When we see mummies, we think of these slow, lumbering bandaged corpses who come to life due to the greed of a poor unfortunate soul who disturbed their slumber. These undead creatures are ready to curse all who dare enter their tombs. But what if they were shown in a different light – shown as heroes instead of omens of ill tidings. Welcome back to “Awesome Cartoons.” I am DevilDriver1313, here to take you on a road through animated history with Mummies Alive.
Before Brenden Frasier took on an ancient Egyptian sorcerer in Universal’s reboot of the Mummy franchise, DiC Entertainment was giving the honored dead new life in their animated action series Mummies Alive! The series told the story of four ancient mummies who awaken in modern day California to protect a young boy named Presley Cornovan from the evil Egyptian sorcerer named Scarab who seeks his soul in order to become immortal. Presley is the reincarnation of the great Pharaoh Rhapses whom Scarab killed to claim his soul. As they have in the past, the Mummies take charge in protecting Presley from the evil sorcerer and other mythical creature who threaten him. Each of the Mummies is aligned with the power of an Egyptian god. Ja-Kal uses the spirit of falcon, Rath uses the spirit of snake, Armon uses the spirit of ram, and Nefer-Tina uses the spirit of cat. They are able to call upon it for magical armor and powers to fight superhuman evildoers. To use their powers, they utter the phase “With the strength of Ra.” The mummies can also make horrifying faces, usually to scare off nosy bystanders.

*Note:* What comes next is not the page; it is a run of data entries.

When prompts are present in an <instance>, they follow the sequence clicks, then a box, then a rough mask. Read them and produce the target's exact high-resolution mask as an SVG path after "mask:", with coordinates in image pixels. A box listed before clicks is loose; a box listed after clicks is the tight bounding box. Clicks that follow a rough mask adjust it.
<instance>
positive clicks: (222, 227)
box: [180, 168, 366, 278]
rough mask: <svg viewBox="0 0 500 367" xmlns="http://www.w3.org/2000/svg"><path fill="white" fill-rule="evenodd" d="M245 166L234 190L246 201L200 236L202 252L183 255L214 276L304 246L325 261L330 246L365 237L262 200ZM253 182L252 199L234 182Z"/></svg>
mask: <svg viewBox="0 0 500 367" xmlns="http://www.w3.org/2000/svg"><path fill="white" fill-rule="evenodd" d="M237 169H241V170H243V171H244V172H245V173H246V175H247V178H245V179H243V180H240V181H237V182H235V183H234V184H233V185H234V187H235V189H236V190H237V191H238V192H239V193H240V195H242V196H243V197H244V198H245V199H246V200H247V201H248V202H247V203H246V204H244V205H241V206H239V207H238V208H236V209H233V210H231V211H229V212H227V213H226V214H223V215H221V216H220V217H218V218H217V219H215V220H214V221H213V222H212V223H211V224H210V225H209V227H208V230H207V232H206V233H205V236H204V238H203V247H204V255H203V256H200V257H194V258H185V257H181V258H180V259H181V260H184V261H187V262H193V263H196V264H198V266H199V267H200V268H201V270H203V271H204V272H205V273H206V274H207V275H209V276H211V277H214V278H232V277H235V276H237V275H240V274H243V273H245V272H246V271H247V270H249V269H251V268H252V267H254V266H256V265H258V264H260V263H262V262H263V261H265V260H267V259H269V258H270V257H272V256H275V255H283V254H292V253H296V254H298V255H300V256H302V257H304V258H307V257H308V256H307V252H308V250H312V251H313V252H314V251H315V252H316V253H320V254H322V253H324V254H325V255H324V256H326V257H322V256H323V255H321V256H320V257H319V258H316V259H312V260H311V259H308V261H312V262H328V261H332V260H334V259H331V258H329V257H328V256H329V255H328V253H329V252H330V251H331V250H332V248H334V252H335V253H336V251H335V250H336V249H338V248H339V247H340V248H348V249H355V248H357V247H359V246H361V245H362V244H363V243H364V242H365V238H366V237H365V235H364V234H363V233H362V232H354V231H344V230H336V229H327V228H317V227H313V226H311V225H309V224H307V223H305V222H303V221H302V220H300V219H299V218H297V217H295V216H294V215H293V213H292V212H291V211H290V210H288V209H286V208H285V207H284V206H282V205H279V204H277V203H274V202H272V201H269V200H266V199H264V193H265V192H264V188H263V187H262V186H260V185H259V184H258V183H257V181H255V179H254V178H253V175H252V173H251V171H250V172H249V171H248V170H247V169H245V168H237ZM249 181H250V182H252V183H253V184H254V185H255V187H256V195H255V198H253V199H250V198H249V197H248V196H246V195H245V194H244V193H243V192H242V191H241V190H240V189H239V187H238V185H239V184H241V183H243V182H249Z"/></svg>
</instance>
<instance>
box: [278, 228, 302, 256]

Mummies Alive was a mythological tale set in modern times. The Mummies not only fought against Scarab, they all so dealt with other gods and monsters from Egyptian myth including Anubis, Set, Geb, Apep, Bast, Sekhmet, Bes, and many others, who were brought to the modern day usually as part of Scarab’s schemes when he gets in over his head.
AWESOMENESS!! With the popularity of Sailor Moon, magical transformations have become something of a staple in certain cartoons, more accurately those centered on magical heroes. The Mummies’ transformation sequences were visually cool to look at. Watching them go through the motions to summon their respective animal personas was something I could not get enough of. The remix style of the show’s Egyptian inspired music dramatized these artistically stylized sequences. Mummies Alive balanced the humor and the action. It did not lean too far one way or the other. The Mummies fought Scarab’s minions using an Egyptian inspired martial art. The series not only had awesome fighting scenes, but it was also a fish-out-of-water story. Watching the Mummies try to adapt to the 20th century is what drove the show’s humor as well as their interaction with other people. One example of this is when Presley is captured by Scarab and the Mummies needed a way to catch up to them. They commandeer a trash truck after Rath makes a scary face to frighten the driver away. What makes this humorous is how stoic Rath is both before and after the scare. All is not lost for the Mummies as they learn to quickly adapt to ways of the modern era. After watching a movie on Presley’s television (which Armon destroys fearing the man in the show was coming after Presley), Nefer-Tina is excited about driving a vehicle. She gets behind the wheel of the truck with their sarcophagi inside, quickly learning the mechanics of it and driving it back to Presley’s home. Usually, the undead have a hard time adjust to life but these mummies make the most of it.
Mummies Alive ran for one season in 1997 from September to November for 42 episodes. While the show was awesome for viewers at the time, critics were not so kind with the series, criticizing the animation and comedic tones. Still, that did not stop Hasbro from creating a toyline based on the cartoon. The series of 5” action figures had regular and “fright face” versions for the Mummies with Presley and Nefer-Tina having their figures released late in the toyline’s run, making them semi-rare finds. A final wave of toys would have contained a Night Hunter Ja-Kal and Armon, as well as Cobra Strike Pep but only a few of these figures were released in some parts of Europe. Mummies Alive was eventually released on home video, first by Buena Vista Home Video who released the “Family Feud” episodes in 1998, followed by Lions Gate Entertainment who only release the first four episodes in 2001. The first four episodes were released again by Sterling Entertainment in 2003 before the entire series was released on home video in Germany, which is available as of March 14, 2017.
Though the Mummies time was short lived, their adventures still live on in the memories of 90’s kids who remember their action and antics, and how cool it is to kick ‘tut’.